Speed Control¶
Speed Control time-warps the strip, making it play faster or slower than it normally would. A Global Speed less than 1.0 makes the strip play slower; greater than 1. 0 makes it play faster. Playing faster means that some frames are skipped, and the strip will run out of frames before the end frame. When the strip runs out of frames to display, it will just keep repeating the last one; action will appear to freeze. To avoid this, position the next strip under the original at a point where you want motion to continue.
Options¶
- Stretch to Input Strip Length
- Todo.
- Use as Speed
- Speed Factor Todo.
- Scale to Length
- Todo.
- Multiply Speed
- Todo.
Examples¶
Creating a Slow-Motion Effect¶
Suppose you want to slow your strip down.
You need to affect the speed of the video clip without affecting the overall frame rate.
Select the clip and N
to get the Properties.
Uncheck the Stretch to input strip length option in the Effect Strip section.

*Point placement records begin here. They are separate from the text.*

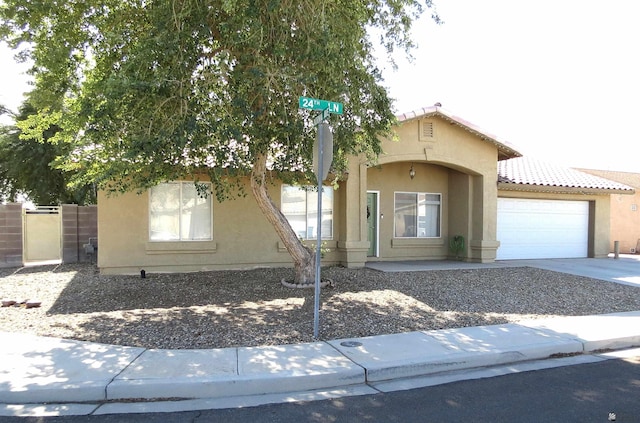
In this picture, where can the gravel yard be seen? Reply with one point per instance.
(250, 308)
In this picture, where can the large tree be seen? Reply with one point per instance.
(155, 90)
(28, 165)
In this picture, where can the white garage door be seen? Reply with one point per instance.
(534, 229)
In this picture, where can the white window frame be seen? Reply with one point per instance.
(182, 237)
(417, 223)
(309, 233)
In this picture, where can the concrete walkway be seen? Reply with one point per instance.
(46, 376)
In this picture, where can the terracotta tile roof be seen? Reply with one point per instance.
(506, 150)
(628, 178)
(529, 174)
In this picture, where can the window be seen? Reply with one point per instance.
(177, 212)
(417, 215)
(300, 207)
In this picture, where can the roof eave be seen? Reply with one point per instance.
(554, 189)
(505, 151)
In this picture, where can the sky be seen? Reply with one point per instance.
(557, 79)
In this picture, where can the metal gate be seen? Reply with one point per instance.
(42, 234)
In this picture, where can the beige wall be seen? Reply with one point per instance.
(625, 222)
(599, 216)
(455, 163)
(242, 238)
(625, 210)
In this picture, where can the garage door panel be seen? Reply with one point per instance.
(531, 229)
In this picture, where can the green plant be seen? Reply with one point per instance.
(456, 245)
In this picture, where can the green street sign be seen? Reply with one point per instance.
(317, 104)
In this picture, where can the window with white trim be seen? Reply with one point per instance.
(178, 212)
(417, 215)
(300, 206)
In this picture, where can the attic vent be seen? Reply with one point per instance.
(427, 130)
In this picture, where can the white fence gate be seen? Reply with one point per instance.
(42, 234)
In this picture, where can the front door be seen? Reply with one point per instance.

Set the Speed factor to be the factor by which you want to adjust the speed.
To cut the displayed speed by 50%, enter 0.5.
Now, a 275-frame clip will play at half speed, and thus display only the first 137 frames.
If you want the remaining frames to show in slow-motion after the first set is displayed, double the Length of the source strip (since effects strip bounds are controlled by their source strips). If you are using a speed factor other than 0.5 then use the formula:
new_length = real_length / speed_factor
That is it, set your render to animate (in this example) all 550 frames.
Keyframing the Speed Control¶
To get even finer control over your clip timing, you can use curves! While it is possible to keyframe the Speed factor, usually you want to keyframe the Frame number directly.
Uncheck Stretch to input strip length and uncheck Use as speed. You now have a Frame number button which you can keyframe. If you want the strip to animate at all you will have to insert some keyframes, otherwise it will look like a still. In most cases you will want to use the Graph editor view to set the curve interpolation to Linear since the default Bézier will rarely be what you want.
If you do choose to keyframe the Speed factor instead, remember to click the Refresh Sequencer button in the header of the Video Sequence Editor’s strip view or your changes will not take effect.
Changing Video Frame Rates¶
You can use the speed control to change the frames per second (fps), or framerate, of a video.
If you are rendering your video to a sequence set,
you can effectively increase or decrease the number of individual image files created,
by using a Global Speed value less than or greater than one, respectively. For example,
if you captured a five-minute video at 30 fps and wanted to transfer that to film,
which runs at 24 fps, you would enter a Global Speed of 30/24, or 1.25
(and Enable Frame Blending to give that film blur feel).
Instead of producing 5 × 60 × 30 = 9000
frames,
Blender would produce 9000/ 1.25 = 7200 = 5 × 60 × 24
frames.
In this case, you set a start = 1 and end = 7200, set your Format output to jpeg
30fps,
and image files 0001.jpg
through 7200.jpg
would be rendered out,
but those images cover the entire 9000 frames. The image file 7200.jpg
is the same a frame 9000.
When you read those images back into your film blend-file at 24 fps, the strip will last exactly 5 minutes.